Jersey Power and Light saw 130,000 of its 1.1 million customers lose service, but spokesman Ron Morano told the AP that more than three quarters of those people had service restored within 24 hours. Another New Jersey utility, Public Service Electric & Gas, had only 5,700 total outages, with service restored to most in about one hour.

Utilities and some experts said things could have been a lot worse if the companies that oversee the power grid hadn’t learned such hard lessons during Sandy, when 4 million customers in the two states lost service, the AP reported.

“Certainly all the improvements utilities made post-Sandy; the hardening of infrastructure, the tree trimming, replacement of wires and switches all were really necessary and contributed to keep the outages down,” Meghan McPherson, an emergency management expert who teaches at Adelphi University on Long Island, told the AP.

In addition to installing wider, heavier power poles and more resilient wiring and raising the height of substations vulnerable to flooding, Con Edison spokesman Phillip O’Brien told the AP that his company has installed “smart switches” in many areas. The switches are designed to limit the number of customers who lose service when an individual wire or a pole goes down.

“Because of the smart switch, we had maybe 50 or 70 customers losing power, not 300 or more like we might have had before,” O’Brien said.
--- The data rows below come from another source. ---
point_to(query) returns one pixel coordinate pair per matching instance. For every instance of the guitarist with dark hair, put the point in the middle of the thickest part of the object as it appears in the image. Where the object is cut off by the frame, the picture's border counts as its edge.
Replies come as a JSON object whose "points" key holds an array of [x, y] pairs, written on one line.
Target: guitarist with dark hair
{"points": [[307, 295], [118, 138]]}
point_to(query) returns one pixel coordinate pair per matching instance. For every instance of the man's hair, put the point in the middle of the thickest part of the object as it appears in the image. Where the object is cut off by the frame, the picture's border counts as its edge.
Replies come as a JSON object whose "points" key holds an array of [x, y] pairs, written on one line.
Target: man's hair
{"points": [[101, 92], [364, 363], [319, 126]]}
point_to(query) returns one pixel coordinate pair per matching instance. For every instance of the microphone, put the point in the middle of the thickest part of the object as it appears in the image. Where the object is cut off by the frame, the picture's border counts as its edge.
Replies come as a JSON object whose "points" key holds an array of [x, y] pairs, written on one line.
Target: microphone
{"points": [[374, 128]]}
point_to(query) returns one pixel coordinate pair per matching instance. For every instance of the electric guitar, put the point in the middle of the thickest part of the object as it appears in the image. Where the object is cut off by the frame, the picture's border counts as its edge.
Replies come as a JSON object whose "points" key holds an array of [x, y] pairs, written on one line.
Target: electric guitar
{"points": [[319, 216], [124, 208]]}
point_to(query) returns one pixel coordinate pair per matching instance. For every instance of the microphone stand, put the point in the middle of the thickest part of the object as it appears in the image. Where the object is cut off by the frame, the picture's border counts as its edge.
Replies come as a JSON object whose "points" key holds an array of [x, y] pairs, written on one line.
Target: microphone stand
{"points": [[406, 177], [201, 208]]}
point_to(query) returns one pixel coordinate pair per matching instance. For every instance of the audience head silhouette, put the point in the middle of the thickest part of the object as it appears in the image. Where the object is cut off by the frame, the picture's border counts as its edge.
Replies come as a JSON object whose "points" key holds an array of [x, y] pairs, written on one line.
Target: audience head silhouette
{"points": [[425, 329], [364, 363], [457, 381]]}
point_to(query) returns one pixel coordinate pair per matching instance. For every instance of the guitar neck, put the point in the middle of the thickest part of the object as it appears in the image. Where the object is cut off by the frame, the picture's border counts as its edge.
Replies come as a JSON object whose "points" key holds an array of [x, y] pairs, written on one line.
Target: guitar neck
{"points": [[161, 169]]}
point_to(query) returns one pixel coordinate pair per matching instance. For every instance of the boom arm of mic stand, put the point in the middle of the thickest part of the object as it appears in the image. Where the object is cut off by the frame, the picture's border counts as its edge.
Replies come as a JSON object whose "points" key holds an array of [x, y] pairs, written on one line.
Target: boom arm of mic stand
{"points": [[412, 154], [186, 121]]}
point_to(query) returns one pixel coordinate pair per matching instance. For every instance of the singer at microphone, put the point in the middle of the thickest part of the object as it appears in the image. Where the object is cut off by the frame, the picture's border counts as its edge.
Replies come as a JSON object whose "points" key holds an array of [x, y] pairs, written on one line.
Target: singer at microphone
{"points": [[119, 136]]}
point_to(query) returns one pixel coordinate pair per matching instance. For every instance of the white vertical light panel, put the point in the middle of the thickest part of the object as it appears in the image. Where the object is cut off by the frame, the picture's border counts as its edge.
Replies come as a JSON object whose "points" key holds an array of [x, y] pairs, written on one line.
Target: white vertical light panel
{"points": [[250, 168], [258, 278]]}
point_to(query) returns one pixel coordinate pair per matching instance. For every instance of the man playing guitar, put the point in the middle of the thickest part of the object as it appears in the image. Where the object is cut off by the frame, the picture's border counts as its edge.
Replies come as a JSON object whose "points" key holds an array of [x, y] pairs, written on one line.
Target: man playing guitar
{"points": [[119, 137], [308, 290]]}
The company is in the midst of completing a four-year, $1 billion infrastructure undertaken after Sandy, he said.

Upgrades

PSEG Long Island, which took over electric grid operations following scathing criticism of the Long Island Power Authority’s performance in Sandy, is in the midst of a nearly $730 million infrastructure upgrade using part of a $1.4 billion federal hazard mitigation grant, the AP said.

Substations that were flooded in Sandy have been raised higher, stronger poles and wiring were installed in many places. The utility also installed smart switch technology like Con Edison, John O’Connell, the company’s vice president of transmission and distribution, told the AP.

PSEG Long Island has also expanded its tree-trimming efforts to 2,000 miles of wiring annually, up from about 1,800 miles in 2013. Also, trees are being pruned more aggressively with contractors being asked to keep tree branches about 8 feet from wiring on the sides of trees, rather than the previous 6-foot radius, the AP said.

Jersey Central Power & Light has spent more than $2.5 billion in the past decade enhancing its electric system, Morano told the AP. That resulted in an 18% reduction in outages in 2015, with the average outage time running a little over an hour. Morano said the utility trims nearly 3,300 miles of power lines each year.

Also in New Jersey, PSE&G — like PSEG Long Island a subsidiary of the Newark, N.J.-based Public Service Enterprise Group — says it is in the midst of an $11 billion, 5-year capital investment program to upgrade transmission lines. “We are, in effect, rewiring New Jersey,” spokeswoman Karen Johnson, told the AP.

Almost 24 million people throughout the Northeast saw more than 20 inches of snow and 1.5 million got more than 30 inches, according to the National Weather Service.